Schnepf singled out the “unbreakable support of American unions which allowed the Solidarity movement to survive,” as well as the millions of ordinary people from California to Maine who lit candles in the windows of their homes on the night of Dec. 13, 1981, when martial law was declared in Poland.
Mikulski recalled her visit to Warsaw in 1989, when — as the first woman Democrat elected to the Senate — she shook hands with Walesa, the first democratically elected president of Poland.
“We want to make sure that in the 21st century Poland not only remains free, but also that we continue to support the participation of Poland in all of America’s activities, that it stays prosperous, is a key part of NATO and that we finally pass that visa waiver program,” Mikulski said to thunderous applause.
Walesa himself said his priority now is to speed up European integration in the face of naysayers who warn that the EU will ultimately fail.
“The older ones among us will remember that in those days, we had about 200,000 Soviet soldiers permanently stationed on Polish territory, and outside of Poland another one million Soviet soldiers — and there were silos holding nuclear weapons all around us,” he recalled. “None of the great leaders at the time gave us any chance of breaking away from communism — just like today they’re saying we will never build European unity. I say we will.”
He added: “It’s not about rockets or tanks, it’s about the spirit. The election of the Holy Father reminded people about values. People used to laugh at us, and ask ‘how many of you are there?’ But when the pope came, we saw how many of us were out there. He said change the face of the earth and the opposition groups then took over that spirit.”
Asked by Dodd for his take on the current violent protests that have erupted in neighboring Ukraine over proposed EU membership, the former Polish president suggested that Brussels keep a close eye on Moscow.
“Ukraine, its energy supply and its entire economy are subjugated to Russia.
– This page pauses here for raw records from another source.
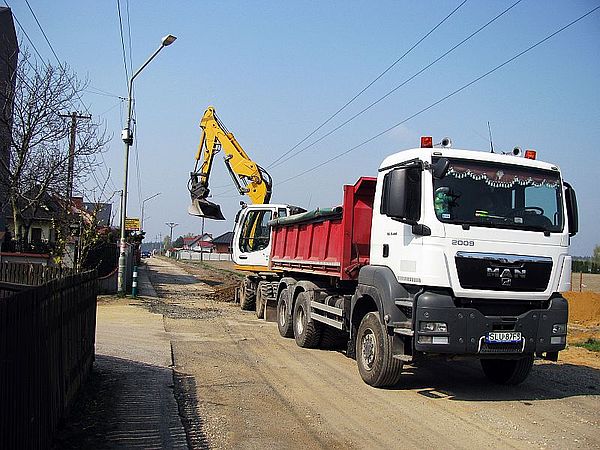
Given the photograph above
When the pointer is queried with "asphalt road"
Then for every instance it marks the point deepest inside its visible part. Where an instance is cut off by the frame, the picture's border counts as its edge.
(241, 385)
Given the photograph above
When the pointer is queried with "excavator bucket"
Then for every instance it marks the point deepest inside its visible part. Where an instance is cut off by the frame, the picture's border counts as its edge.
(206, 209)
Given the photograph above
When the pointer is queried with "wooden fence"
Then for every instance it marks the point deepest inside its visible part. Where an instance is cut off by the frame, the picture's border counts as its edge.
(47, 336)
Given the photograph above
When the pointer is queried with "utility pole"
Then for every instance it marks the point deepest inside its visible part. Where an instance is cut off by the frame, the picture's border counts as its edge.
(74, 117)
(202, 239)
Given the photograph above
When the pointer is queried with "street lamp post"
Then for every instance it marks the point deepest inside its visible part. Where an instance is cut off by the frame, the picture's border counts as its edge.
(144, 201)
(171, 225)
(127, 137)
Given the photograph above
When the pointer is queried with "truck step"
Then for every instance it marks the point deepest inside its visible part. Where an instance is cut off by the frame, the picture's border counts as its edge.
(404, 331)
(330, 309)
(326, 320)
(404, 358)
(407, 302)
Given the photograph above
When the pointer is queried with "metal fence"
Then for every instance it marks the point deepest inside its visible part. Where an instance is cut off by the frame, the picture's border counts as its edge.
(47, 336)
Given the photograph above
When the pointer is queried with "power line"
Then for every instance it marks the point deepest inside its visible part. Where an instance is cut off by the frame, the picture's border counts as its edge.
(129, 34)
(70, 82)
(122, 42)
(369, 85)
(76, 92)
(465, 86)
(25, 32)
(400, 85)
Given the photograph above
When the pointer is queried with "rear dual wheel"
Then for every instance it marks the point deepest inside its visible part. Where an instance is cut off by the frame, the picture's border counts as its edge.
(284, 322)
(307, 331)
(247, 294)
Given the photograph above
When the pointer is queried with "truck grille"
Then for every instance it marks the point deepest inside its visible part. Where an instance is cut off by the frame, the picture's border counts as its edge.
(499, 272)
(500, 348)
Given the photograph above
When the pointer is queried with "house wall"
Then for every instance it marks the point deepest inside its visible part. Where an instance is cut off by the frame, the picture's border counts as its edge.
(222, 248)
If Ukraine offends Russia, then the world will not be able to make up for the problem Russia would create for Ukraine,” he said, explaining that the 28-member EU was so certain Ukraine would join the club that it neglected “certain practical aspects” like its tenuous relationship with the Kremlin — which is what’s led to the current situation.
“Sooner or later, Ukraine will be in the EU, but we have to be ready for Russia’s ill will,” Walesa said. “We have to convince Russia that a prosperous, well-functioning Ukraine is a good thing for them, not a bad thing.”